The ACU condemned Hyatt in a public letter for its "malicious" words that "defamed" the group. "Contrary to Hyatt’s own mission statement of inclusivity, your company just attacked its own customer by caving in to the pressures of the politically motivated social media agitators who seek to destroy CPAC, our attendees and speakers from across the country, and the millions of Americans who support our work," ACU's general counsel David Safavian told Hyatt Executive Chairman Thomas Pritzker in the letter. "Hyatt made a decision to issue additional statements late last night after the conference ended that disparaged and defamed us. These statements appear to validate demonstrably false and malicious claims."
Furthermore, the conservative group said it was "shocked" that the hospitality company waited till the end of the conference before releasing statements that were irresponsible, untrue, and contribute to a climate of division and hatred," according to Safavian. In its statements, Hyatt Hotels had also slammed attendees for failing to comply with its "safety policies" including social distancing and wearing masks.

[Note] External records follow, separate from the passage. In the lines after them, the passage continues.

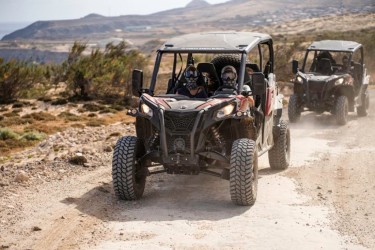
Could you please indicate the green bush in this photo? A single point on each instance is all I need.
(17, 79)
(100, 74)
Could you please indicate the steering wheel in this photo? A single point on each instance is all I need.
(226, 87)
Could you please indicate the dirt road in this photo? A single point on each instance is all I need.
(325, 199)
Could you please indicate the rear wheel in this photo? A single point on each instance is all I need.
(243, 175)
(341, 110)
(279, 155)
(129, 178)
(362, 110)
(294, 112)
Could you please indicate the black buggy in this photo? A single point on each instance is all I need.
(221, 135)
(332, 78)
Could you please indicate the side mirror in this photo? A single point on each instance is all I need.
(259, 83)
(246, 91)
(137, 82)
(294, 66)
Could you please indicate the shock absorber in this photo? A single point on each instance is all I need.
(154, 141)
(216, 136)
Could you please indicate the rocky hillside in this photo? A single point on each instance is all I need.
(197, 15)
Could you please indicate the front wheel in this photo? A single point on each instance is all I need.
(294, 112)
(279, 155)
(128, 176)
(243, 175)
(341, 110)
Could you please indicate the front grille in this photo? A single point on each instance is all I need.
(180, 121)
(178, 144)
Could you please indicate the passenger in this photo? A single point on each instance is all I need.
(229, 76)
(192, 88)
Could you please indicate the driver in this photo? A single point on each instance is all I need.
(191, 88)
(229, 76)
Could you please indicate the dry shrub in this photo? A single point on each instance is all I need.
(43, 128)
(95, 122)
(59, 101)
(34, 136)
(14, 121)
(69, 116)
(8, 134)
(92, 107)
(11, 114)
(77, 125)
(40, 116)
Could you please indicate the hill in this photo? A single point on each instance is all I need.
(196, 16)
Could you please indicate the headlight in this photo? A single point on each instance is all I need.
(146, 110)
(339, 81)
(225, 111)
(299, 79)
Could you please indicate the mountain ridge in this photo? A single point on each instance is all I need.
(197, 15)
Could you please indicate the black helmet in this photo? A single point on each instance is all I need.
(191, 76)
(229, 75)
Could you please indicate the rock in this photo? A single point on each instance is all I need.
(78, 159)
(36, 228)
(21, 176)
(3, 184)
(107, 148)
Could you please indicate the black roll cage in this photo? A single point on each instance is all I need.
(241, 74)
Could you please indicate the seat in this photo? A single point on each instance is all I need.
(209, 68)
(324, 66)
(357, 73)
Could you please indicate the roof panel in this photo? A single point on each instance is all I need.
(215, 41)
(335, 45)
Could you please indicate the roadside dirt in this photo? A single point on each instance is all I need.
(324, 200)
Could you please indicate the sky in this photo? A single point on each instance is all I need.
(29, 11)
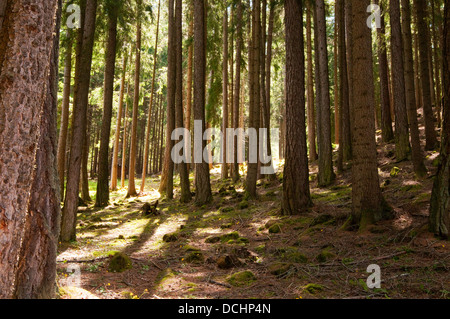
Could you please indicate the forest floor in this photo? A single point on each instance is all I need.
(238, 248)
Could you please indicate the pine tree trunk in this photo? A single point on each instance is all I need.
(402, 146)
(64, 127)
(310, 87)
(387, 132)
(417, 155)
(81, 92)
(133, 146)
(26, 95)
(367, 201)
(147, 135)
(296, 194)
(439, 222)
(326, 174)
(102, 197)
(203, 193)
(424, 41)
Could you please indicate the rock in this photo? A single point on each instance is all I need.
(119, 262)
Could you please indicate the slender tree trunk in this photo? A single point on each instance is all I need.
(102, 197)
(326, 174)
(203, 193)
(367, 201)
(64, 127)
(237, 89)
(185, 195)
(133, 147)
(387, 132)
(147, 136)
(439, 222)
(26, 95)
(424, 41)
(296, 194)
(402, 146)
(417, 155)
(225, 123)
(310, 87)
(69, 213)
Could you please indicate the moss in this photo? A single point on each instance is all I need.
(243, 278)
(275, 229)
(325, 255)
(119, 263)
(280, 269)
(313, 288)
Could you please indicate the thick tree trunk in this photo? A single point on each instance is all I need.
(367, 201)
(203, 193)
(326, 174)
(27, 96)
(102, 197)
(417, 155)
(83, 74)
(424, 41)
(439, 222)
(185, 195)
(296, 194)
(402, 146)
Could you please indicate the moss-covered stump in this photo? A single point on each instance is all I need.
(119, 262)
(242, 278)
(169, 238)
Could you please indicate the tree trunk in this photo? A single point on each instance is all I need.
(296, 194)
(310, 87)
(26, 95)
(402, 147)
(326, 174)
(81, 91)
(387, 134)
(203, 193)
(237, 89)
(102, 197)
(417, 155)
(439, 222)
(147, 136)
(367, 201)
(185, 195)
(424, 40)
(64, 127)
(133, 147)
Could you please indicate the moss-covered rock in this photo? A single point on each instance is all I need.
(119, 262)
(243, 278)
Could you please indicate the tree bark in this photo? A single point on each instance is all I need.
(81, 91)
(439, 222)
(203, 193)
(102, 197)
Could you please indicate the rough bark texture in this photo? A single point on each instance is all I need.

"In keeping with our deep culture of inclusivity, our colleagues worked tirelessly to support this event while enforcing Hyatt’s safety policies," the company said. "At times, these efforts included reminding attendees to wear masks and socially distance, even while colleagues occasionally faced hostility from attendees who did not support our policies," it alleged. "Further, we were extremely disappointed by the disrespect many individuals involved in the event showed to our colleagues, as it is reflective neither of our own commitment to care for members of the Hyatt family nor of how we wish to conduct business."
CPAC attendees were seen in footage from Friday evening jeering at American Conservative Union’s executive director Dan Schneider, and CPAC Deputy Director Carly Patrick after they urged them to adhere to the hotel's COVID-19 policies. “I know this might sound like a little bit of a downer, but we also believe in property rights, and this is a private hotel,” Schneider said. “And we believe in the rule of law, so we need to comply with the laws of this county that we’re in. But a private hotel, just like your house, gets to set its own rules.”
They’re just begging people to wear masks— Molly Jong-Fast🏡 (@MollyJongFast) February 26, 2021
Hyatt's earlier defended its decision to host CPAC despite calls for a boycott. “We take pride in operating a highly inclusive environment and we believe that the facilitation of gatherings is a central element of what we do as a hospitality company,” a spokesperson for the Hyatt Regency Orlando in Florida said on Friday, February 26, the Washington Examiner reported.